Rootcheck database inconsistencies #23477

GGP1 · 2024-05-16T19:07:16Z

Description

During the investigation in #23389, we found that in 4.9.0 our test cases are failing sporadically because the agents' rootcheck databases are empty even though their logs indicate that the scans have finished.

I tried sleeping for two minutes before starting the test to see if it was a race condition but the database remained empty after multiple scans. In some other executions, even without a sleep, the database did contain the scan results.

Our agent healtcheck waits 30 seconds after the shared configuration is modified to consider it healthy. So before 4.9.0 the results were stored within this time frame.

We haven't noticed this behavior in previous versions, so we should investigate if there is any issue while populating the database or with the scan itself not finding results.

Logs: rootcheck_logs.zip

vikman90 · 2024-05-17T10:00:32Z

@GGP1 I've checked that all agents have logs like:

2024/05/16 18:21:57 rootcheck: INFO: Starting rootcheck scan.
2024/05/16 18:22:05 rootcheck: INFO: Ending rootcheck scan.

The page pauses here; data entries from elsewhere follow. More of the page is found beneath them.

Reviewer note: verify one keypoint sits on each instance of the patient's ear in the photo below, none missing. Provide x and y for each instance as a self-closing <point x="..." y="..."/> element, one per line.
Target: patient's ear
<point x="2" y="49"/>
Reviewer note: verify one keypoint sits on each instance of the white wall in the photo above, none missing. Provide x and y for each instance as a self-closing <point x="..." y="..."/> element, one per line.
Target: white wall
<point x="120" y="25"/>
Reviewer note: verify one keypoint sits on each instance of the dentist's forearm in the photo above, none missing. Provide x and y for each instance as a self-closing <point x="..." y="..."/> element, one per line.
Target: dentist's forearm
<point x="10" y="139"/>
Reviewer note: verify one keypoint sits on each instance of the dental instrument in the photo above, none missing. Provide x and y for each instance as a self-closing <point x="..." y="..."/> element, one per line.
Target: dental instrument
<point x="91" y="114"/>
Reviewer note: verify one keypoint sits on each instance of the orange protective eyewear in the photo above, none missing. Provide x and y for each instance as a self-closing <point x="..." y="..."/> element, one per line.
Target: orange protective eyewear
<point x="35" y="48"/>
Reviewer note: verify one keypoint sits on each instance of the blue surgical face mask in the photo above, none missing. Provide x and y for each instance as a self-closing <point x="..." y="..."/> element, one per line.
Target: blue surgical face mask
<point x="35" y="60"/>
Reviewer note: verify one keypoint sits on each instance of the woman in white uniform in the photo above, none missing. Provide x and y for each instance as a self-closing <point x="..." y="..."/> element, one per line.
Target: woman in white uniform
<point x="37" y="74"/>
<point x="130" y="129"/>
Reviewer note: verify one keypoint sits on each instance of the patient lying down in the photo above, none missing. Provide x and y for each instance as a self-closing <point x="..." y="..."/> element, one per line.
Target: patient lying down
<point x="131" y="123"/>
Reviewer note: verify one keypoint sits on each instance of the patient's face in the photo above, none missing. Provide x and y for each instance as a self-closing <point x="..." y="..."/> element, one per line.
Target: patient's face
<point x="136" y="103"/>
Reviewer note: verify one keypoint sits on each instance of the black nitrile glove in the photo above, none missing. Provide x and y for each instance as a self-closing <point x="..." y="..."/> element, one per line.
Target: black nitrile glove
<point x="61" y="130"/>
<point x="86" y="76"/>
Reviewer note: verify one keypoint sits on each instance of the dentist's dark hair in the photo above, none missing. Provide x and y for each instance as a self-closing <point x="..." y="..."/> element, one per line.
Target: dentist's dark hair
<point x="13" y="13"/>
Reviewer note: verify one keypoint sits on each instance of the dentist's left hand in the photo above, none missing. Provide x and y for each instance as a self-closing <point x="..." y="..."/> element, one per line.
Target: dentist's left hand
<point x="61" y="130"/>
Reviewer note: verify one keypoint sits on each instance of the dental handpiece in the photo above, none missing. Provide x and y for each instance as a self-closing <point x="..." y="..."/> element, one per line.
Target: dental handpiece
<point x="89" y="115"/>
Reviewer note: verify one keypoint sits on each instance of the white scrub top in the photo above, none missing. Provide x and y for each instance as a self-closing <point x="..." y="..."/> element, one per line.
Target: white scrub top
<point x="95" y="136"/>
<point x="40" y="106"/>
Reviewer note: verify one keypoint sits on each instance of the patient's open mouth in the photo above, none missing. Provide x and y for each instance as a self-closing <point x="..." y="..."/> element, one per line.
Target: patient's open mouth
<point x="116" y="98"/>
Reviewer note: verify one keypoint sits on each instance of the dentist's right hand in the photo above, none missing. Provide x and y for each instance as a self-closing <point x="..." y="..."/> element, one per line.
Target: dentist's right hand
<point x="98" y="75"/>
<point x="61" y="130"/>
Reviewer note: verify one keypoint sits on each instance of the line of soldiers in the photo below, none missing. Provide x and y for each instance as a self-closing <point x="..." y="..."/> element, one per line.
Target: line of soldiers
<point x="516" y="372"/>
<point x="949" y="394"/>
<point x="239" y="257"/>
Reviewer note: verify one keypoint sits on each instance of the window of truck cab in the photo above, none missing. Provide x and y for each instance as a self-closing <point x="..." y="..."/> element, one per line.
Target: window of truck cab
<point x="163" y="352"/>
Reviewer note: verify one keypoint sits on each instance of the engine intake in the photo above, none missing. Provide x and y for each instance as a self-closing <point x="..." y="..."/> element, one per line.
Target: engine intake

On the other hand, I see the tables populated.

Manual check

Agent 000

echo 'agent 000 sql select * from pm_event' | ~/wdb-query.py

Output

[
    {
        "id": 1,
        "date_first": 1715937625,
        "date_last": 1715937625,
        "log": "Starting rootcheck scan."
    },
    {
        "id": 2,
        "date_first": 1715937626,
        "date_last": 1715937626,
        "log": "Trojaned version of file '/bin/diff' detected. Signature used: 'bash|^/bin/sh|file\\.h|proc\\.h|/dev/[^n]|^/bin/.*sh' (Generic)."
    },
    {
        "id": 3,
        "date_first": 1715937626,
        "date_last": 1715937626,
        "log": "Trojaned version of file '/usr/bin/diff' detected. Signature used: 'bash|^/bin/sh|file\\.h|proc\\.h|/dev/[^n]|^/bin/.*sh' (Generic)."
    },
    {
        "id": 4,
        "date_first": 1715937661,
        "date_last": 1715937661,
        "log": "Ending rootcheck scan."
    }
]

Agent 002

On the other hand, there are agents that just have the "Starting/Ending rootcheck scan.", like this one.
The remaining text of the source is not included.